Yang Berwenang Menerbitkan SIUP
Siapa yang berwenang menerbitkan SIUP? Berapa lama masa
berlaku SIUP yang diterbitkan itu bagi perusahan? Hal ini diatur dalam Pasal 5
S.K Mendagri No. 1458 Tahun 1984. Menurut ketentuan pasal ini, SIUP perusahaan
kecil dan menengah diterbitkan dan ditanda tangani oleh Kepala Kantor
Departemen Perdagangan di Daerah Tingkat II atas nama Menteri Perdagangan. Masa
berlakunya tidak terbatas, selama perusahaan yang memilkinya masih menjalankan
kegiatan usahanya.
SIUP perusahaan besar diterbitkan dan ditandatangani oleh
Kepala Kantor Wilayah Departemen Perdagangan di Daerah Tingkat I atas nama
Menteri Perdagangan. Masa berlakunya lima tahun dan dapat diperpanjang.

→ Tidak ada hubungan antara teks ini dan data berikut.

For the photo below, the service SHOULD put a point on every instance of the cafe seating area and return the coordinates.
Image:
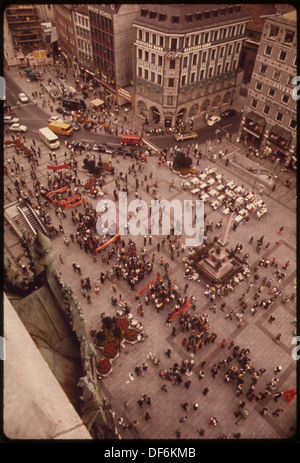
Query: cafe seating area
(226, 195)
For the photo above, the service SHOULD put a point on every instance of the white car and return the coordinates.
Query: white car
(212, 120)
(18, 128)
(23, 98)
(55, 118)
(10, 119)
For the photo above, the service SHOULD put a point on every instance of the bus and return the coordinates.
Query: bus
(61, 128)
(131, 139)
(73, 104)
(49, 138)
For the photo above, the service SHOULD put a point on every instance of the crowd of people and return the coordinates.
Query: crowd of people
(126, 259)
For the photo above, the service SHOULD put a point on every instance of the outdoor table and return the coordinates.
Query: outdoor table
(261, 212)
(229, 193)
(212, 192)
(231, 184)
(195, 190)
(238, 189)
(239, 200)
(243, 212)
(251, 207)
(259, 203)
(215, 204)
(238, 218)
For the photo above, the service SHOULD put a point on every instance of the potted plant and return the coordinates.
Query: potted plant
(110, 351)
(104, 367)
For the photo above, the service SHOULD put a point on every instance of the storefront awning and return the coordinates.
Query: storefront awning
(97, 102)
(256, 118)
(281, 132)
(257, 135)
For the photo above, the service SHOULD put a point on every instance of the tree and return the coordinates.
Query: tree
(181, 161)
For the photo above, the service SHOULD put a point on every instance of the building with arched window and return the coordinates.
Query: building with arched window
(186, 59)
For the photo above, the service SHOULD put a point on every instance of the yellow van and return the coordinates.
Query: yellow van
(61, 128)
(131, 139)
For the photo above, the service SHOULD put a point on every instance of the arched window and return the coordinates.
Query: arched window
(141, 108)
(205, 105)
(182, 97)
(194, 110)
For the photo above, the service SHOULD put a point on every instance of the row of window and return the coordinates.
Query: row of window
(287, 38)
(198, 16)
(190, 78)
(276, 74)
(195, 58)
(102, 36)
(279, 116)
(82, 20)
(102, 21)
(84, 33)
(86, 47)
(282, 55)
(103, 50)
(104, 65)
(285, 99)
(191, 40)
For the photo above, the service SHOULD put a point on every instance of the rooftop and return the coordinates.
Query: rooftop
(183, 17)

Untuk
memperpanjang masa berlaku SIUP perusahaan besar atau penyusunan SIUP karena
perubahan perusahaan, misalnya memperluas kegiatan usaha, memperkecil kegiatan
uasaha, maka menurut ketentuan Pasal 7 S.K Mendagri No.1458 Tahun 1984 pemilik
SIUP harus mengajukan surat permohonan izin usaha kepada Kantor Wilayah
Departemen Perdagangan yang menerbitkan SIUP yang bersangkutan.
Syarat-syarat Penerbitan SIUP
Untuk mengetahui syarat-syarat yang diperlukan dalam
penerbitan SIUP, maka dalam Surat Edaran Dirjen Perdagangan Dalam Negeri No.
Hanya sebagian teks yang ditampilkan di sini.